После этой фразы она стала рассказывать основные новости, которые произошли за месяц в компании. Поскольку Моника была среди сотрудников куда чаще, чем Питчер, ей была поручена миссия следить за общим настроением, чтобы вовремя предотвратить какие-то бунты или еще подобные неразберихи.

Моника жестикулировала, вставала со своего места, чтобы точно показать все гримасы, которые она запомнила; рассказать про случай в столовой не боссу, а своему лучшему другу, но также не упустив маленькую деталь про Колтера.

— Колтер? — Джексон вопросительно глянул на нее, рассмеявшись такой неожиданной деталью. — Ты флиртовала с Колтером?

— Да. Могу себе позволить. Это разве незаконно?

— Он же…

— Говори как есть, персик. Ты же знаешь, я не люблю твои эти философские паузы на подумать, — злилась Моника.

Джексон принял поражение.

— Ты… — он думал, как правильно сказать то, что вертелось на уме, но потом сказал, пусть и знал, что она не будет с ним согласна: — Ты его убьешь своей энергетикой. Ты с ним флиртовала потому, что он тебе понравился, или потому, что тебе захотелось чуть больше внимания к себе?

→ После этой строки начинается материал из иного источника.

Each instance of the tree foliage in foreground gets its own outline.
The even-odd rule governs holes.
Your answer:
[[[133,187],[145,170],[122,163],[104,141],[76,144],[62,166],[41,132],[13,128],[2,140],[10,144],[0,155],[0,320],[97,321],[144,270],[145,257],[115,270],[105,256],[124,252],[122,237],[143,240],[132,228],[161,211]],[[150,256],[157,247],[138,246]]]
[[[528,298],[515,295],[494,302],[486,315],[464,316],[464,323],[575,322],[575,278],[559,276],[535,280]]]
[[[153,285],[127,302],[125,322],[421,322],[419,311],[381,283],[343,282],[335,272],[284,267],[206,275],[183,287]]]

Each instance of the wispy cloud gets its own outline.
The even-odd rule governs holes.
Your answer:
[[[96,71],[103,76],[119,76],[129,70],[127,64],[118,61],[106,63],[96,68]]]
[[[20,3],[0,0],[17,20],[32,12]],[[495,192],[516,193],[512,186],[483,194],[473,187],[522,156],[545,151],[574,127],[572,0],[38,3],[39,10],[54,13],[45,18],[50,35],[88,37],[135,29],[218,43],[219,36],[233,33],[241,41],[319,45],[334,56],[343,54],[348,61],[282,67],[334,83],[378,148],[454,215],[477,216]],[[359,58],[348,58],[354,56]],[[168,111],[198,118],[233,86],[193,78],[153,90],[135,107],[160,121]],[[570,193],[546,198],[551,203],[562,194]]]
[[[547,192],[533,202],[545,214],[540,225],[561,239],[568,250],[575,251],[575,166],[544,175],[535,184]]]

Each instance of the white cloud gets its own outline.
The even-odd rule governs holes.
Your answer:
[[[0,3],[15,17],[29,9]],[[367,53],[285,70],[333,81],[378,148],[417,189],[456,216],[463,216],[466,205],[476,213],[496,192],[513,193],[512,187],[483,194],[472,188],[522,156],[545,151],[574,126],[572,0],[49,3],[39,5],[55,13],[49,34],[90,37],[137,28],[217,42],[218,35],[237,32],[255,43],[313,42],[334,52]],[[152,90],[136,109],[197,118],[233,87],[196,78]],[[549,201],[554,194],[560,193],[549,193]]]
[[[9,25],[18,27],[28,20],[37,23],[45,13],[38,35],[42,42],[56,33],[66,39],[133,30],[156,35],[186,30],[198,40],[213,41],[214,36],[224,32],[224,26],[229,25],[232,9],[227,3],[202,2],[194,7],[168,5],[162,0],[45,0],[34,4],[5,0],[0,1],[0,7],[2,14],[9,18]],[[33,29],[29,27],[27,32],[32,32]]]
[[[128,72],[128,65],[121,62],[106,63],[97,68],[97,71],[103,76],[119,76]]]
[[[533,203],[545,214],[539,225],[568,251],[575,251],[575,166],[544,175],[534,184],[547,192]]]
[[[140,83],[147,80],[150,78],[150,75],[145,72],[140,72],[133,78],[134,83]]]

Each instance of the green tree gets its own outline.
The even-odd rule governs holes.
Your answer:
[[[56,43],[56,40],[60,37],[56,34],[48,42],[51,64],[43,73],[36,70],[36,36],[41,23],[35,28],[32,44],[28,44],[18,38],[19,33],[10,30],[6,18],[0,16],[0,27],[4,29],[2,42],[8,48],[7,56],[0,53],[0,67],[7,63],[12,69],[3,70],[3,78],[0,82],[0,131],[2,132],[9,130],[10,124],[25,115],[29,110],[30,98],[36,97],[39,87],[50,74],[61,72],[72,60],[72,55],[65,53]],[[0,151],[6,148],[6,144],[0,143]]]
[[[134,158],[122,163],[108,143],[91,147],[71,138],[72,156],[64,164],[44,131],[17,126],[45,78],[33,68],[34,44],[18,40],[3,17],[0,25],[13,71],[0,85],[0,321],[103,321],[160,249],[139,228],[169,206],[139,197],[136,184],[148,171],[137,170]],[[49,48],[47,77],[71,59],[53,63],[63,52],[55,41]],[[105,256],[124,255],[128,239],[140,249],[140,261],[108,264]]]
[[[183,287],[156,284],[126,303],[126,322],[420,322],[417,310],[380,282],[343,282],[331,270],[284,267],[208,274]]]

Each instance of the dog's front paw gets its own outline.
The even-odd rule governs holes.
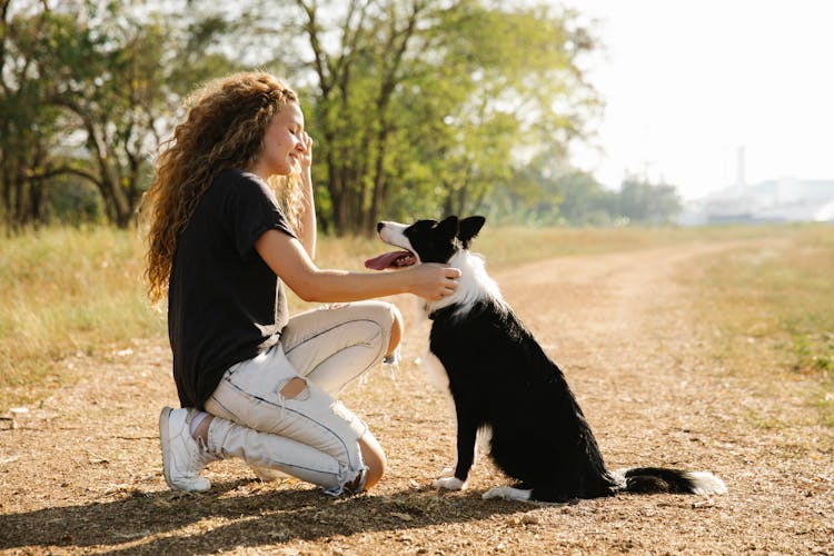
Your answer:
[[[431,483],[435,488],[445,488],[446,490],[463,490],[466,488],[466,481],[457,477],[440,477]]]

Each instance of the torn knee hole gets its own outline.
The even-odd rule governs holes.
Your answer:
[[[285,398],[297,398],[305,391],[307,391],[307,380],[300,377],[290,378],[280,389],[280,394]]]

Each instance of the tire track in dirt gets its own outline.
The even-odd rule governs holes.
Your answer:
[[[0,552],[727,554],[834,553],[832,431],[808,421],[791,385],[773,394],[721,368],[676,281],[704,257],[759,244],[712,242],[562,257],[494,272],[505,298],[565,370],[612,467],[709,469],[729,494],[618,496],[547,506],[437,493],[454,458],[443,397],[427,387],[427,326],[413,298],[396,383],[383,373],[345,401],[386,446],[371,496],[330,500],[298,484],[261,485],[239,464],[209,471],[202,496],[170,493],[157,417],[176,404],[163,338],[64,361],[85,379],[0,430]],[[787,425],[764,428],[756,416]],[[34,533],[30,533],[34,532]]]

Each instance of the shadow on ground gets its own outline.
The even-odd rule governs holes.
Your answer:
[[[0,516],[0,549],[100,547],[110,553],[210,550],[276,545],[292,540],[326,543],[357,533],[420,528],[474,522],[535,509],[480,493],[434,489],[384,496],[331,498],[316,489],[265,487],[236,493],[250,481],[215,485],[209,494],[131,490],[106,503],[44,508]],[[41,524],[32,528],[32,524]],[[152,539],[147,537],[155,536]],[[147,539],[147,540],[142,540]]]

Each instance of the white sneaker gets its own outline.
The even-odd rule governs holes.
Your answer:
[[[159,416],[159,440],[162,445],[165,481],[175,490],[205,492],[211,483],[200,477],[209,461],[217,459],[191,438],[189,424],[193,409],[166,407]]]

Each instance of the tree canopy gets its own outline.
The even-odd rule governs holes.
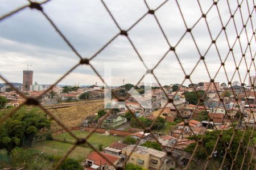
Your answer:
[[[0,113],[0,116],[4,114]],[[11,150],[24,142],[29,144],[40,130],[49,129],[50,125],[46,114],[38,108],[27,110],[26,107],[22,107],[0,125],[0,148]]]
[[[214,154],[212,155],[214,161],[221,163],[223,160],[224,156],[225,155],[226,148],[229,147],[229,153],[226,155],[226,158],[224,160],[224,167],[223,167],[225,169],[230,169],[233,161],[232,158],[230,155],[236,155],[237,151],[238,150],[238,154],[237,154],[237,157],[236,158],[236,164],[238,167],[240,167],[242,162],[243,162],[243,157],[245,156],[245,151],[246,151],[246,147],[247,144],[250,144],[249,138],[250,134],[251,131],[245,131],[245,134],[243,136],[243,131],[237,130],[236,132],[236,134],[233,135],[233,133],[235,133],[234,130],[232,129],[224,130],[222,137],[220,138],[218,144],[214,151]],[[202,144],[205,148],[207,153],[211,153],[213,149],[214,148],[215,143],[216,142],[217,139],[220,131],[207,131],[204,134],[204,138],[203,138]],[[195,136],[192,136],[188,137],[190,139],[197,140],[201,139],[202,137],[201,135],[197,135]],[[233,139],[232,139],[233,138]],[[230,142],[232,141],[230,147]],[[242,142],[242,146],[239,147],[239,143]],[[192,154],[193,150],[196,147],[196,143],[190,144],[187,148],[184,149],[184,151],[187,151]],[[196,151],[195,152],[195,158],[199,160],[206,160],[207,159],[205,152],[201,146],[199,146]],[[249,151],[247,151],[247,153],[245,155],[243,168],[245,169],[247,169],[247,166],[248,163],[250,162],[250,158],[251,158],[251,154]],[[255,164],[255,163],[254,163]],[[255,165],[251,165],[251,167],[254,167]]]
[[[152,123],[152,121],[144,117],[138,118],[138,120],[144,125],[144,127],[149,127]],[[130,125],[132,127],[142,128],[134,117],[131,118]],[[155,124],[152,127],[152,130],[162,130],[166,127],[166,120],[162,117],[158,117]]]
[[[204,86],[204,82],[198,83],[198,86]]]
[[[123,141],[123,143],[127,144],[135,144],[137,142],[137,140],[130,136],[127,136]]]
[[[146,170],[146,169],[132,163],[127,163],[125,167],[126,170]]]
[[[172,87],[172,91],[176,91],[178,90],[178,88],[179,88],[179,86],[176,84],[174,84]]]
[[[81,170],[84,169],[82,165],[77,160],[73,159],[68,158],[65,160],[59,168],[59,170],[69,170],[76,169]]]
[[[193,87],[196,88],[197,87],[198,87],[197,84],[191,83],[191,84],[188,84],[188,87],[189,87],[189,88],[193,88]]]

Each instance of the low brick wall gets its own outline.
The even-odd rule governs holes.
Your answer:
[[[93,131],[94,129],[93,128],[84,128],[84,131]],[[106,132],[106,129],[102,129],[102,128],[97,128],[96,130],[95,131],[96,133],[105,133]]]
[[[71,128],[68,128],[68,130],[80,130],[81,128],[80,127],[71,127]],[[52,135],[53,136],[55,136],[55,135],[58,135],[59,134],[65,133],[66,131],[67,131],[66,130],[60,130],[60,131],[53,133]]]
[[[114,130],[114,129],[110,130],[110,134],[111,135],[117,135],[118,136],[126,137],[126,136],[129,136],[133,133],[133,133],[133,132],[127,131],[122,131],[122,130]]]

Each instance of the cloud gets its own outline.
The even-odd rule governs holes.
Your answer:
[[[26,1],[5,1],[6,3],[3,3],[0,6],[0,15],[27,3]],[[130,28],[148,11],[143,1],[108,0],[105,2],[119,27],[125,30]],[[147,1],[150,9],[158,7],[163,2]],[[227,38],[230,46],[233,45],[236,39],[237,32],[233,20],[230,21],[226,27],[226,37],[223,31],[219,35],[222,26],[217,8],[213,6],[208,11],[212,5],[212,1],[204,0],[199,2],[203,12],[207,12],[206,21],[209,30],[204,18],[194,26],[202,14],[199,5],[190,1],[178,2],[188,28],[192,28],[193,37],[189,33],[183,37],[187,28],[178,6],[174,0],[168,1],[155,12],[162,30],[159,27],[154,16],[148,14],[128,32],[129,36],[142,58],[152,63],[152,66],[168,50],[168,42],[171,45],[175,46],[176,54],[187,74],[193,70],[200,55],[204,55],[207,52],[205,56],[205,63],[210,76],[214,77],[220,66],[219,54],[222,61],[228,56],[229,47]],[[230,6],[233,14],[237,5],[233,3]],[[119,32],[100,1],[52,0],[43,5],[43,7],[45,12],[83,57],[92,56]],[[230,16],[228,5],[225,2],[218,2],[218,7],[221,21],[225,25]],[[253,8],[250,9],[251,11],[252,10]],[[247,18],[249,13],[246,3],[242,5],[241,10],[243,18]],[[242,28],[242,23],[245,21],[242,19],[238,12],[234,18],[239,33]],[[252,21],[255,21],[255,15],[253,14]],[[251,24],[255,24],[253,22],[249,23],[246,27],[248,37],[251,37],[254,31]],[[162,31],[166,37],[164,36]],[[216,40],[217,49],[214,45],[208,49],[212,42],[210,36],[213,39],[218,37]],[[239,71],[241,79],[246,79],[246,63],[247,67],[250,67],[251,61],[250,52],[253,56],[255,52],[255,48],[253,48],[255,46],[255,42],[253,40],[251,44],[252,48],[250,49],[246,48],[247,39],[245,31],[240,36],[240,42],[242,51],[237,41],[233,47],[234,56],[230,54],[225,62],[229,79],[232,78],[236,69],[233,58],[237,65],[240,63]],[[247,58],[246,61],[243,60],[240,62],[242,53],[245,53]],[[22,70],[26,69],[26,64],[30,64],[32,65],[30,69],[34,71],[35,81],[42,84],[51,84],[77,63],[79,58],[39,11],[27,8],[0,22],[0,73],[9,81],[22,82]],[[109,61],[135,61],[143,65],[130,42],[122,36],[119,36],[112,42],[90,63],[103,77],[104,62]],[[125,79],[127,83],[136,83],[140,75],[135,78],[137,75],[126,73],[137,71],[125,70],[115,71],[113,81],[119,83]],[[254,65],[251,66],[249,70],[251,75],[255,74]],[[139,72],[138,75],[142,74]],[[180,83],[184,78],[184,74],[173,52],[169,52],[155,73],[163,84]],[[194,83],[209,80],[203,61],[200,61],[191,77]],[[222,69],[216,79],[221,82],[227,82]],[[238,75],[236,73],[233,80],[238,79]],[[79,82],[80,84],[90,84],[95,83],[95,82],[101,83],[101,80],[90,67],[80,66],[61,83],[73,84]],[[186,81],[185,83],[189,82]]]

Моника резко задрала нос, хотела что-то съязвить, ведь попали в самую точку, только потом поняла, что сейчас нет смысла обороняться, ведь смотрит она не на своего конкурента, а на друга. Подбородок опускался, а грудь то и дело поднималась в попытке притупить тяжелое дыхание.

— А что, если и внимание? Что с того?

— Осознаешь ведь, что ты могла ему понравиться.

— И надеюсь на это, — отпив колы, она глянула своим лисьим взглядом, — что с того?

— Жаль парня. Он мне кажется каким-то добрым и милым.

— Жаль? Ты можешь обозначить, что я сделала? Один раз сделать комплимент уже считается чем-то отвратительно ужасным? Вас парней не понять: то нравится, когда девушка первая проявляет внимание, то не нравится. Уж определитесь.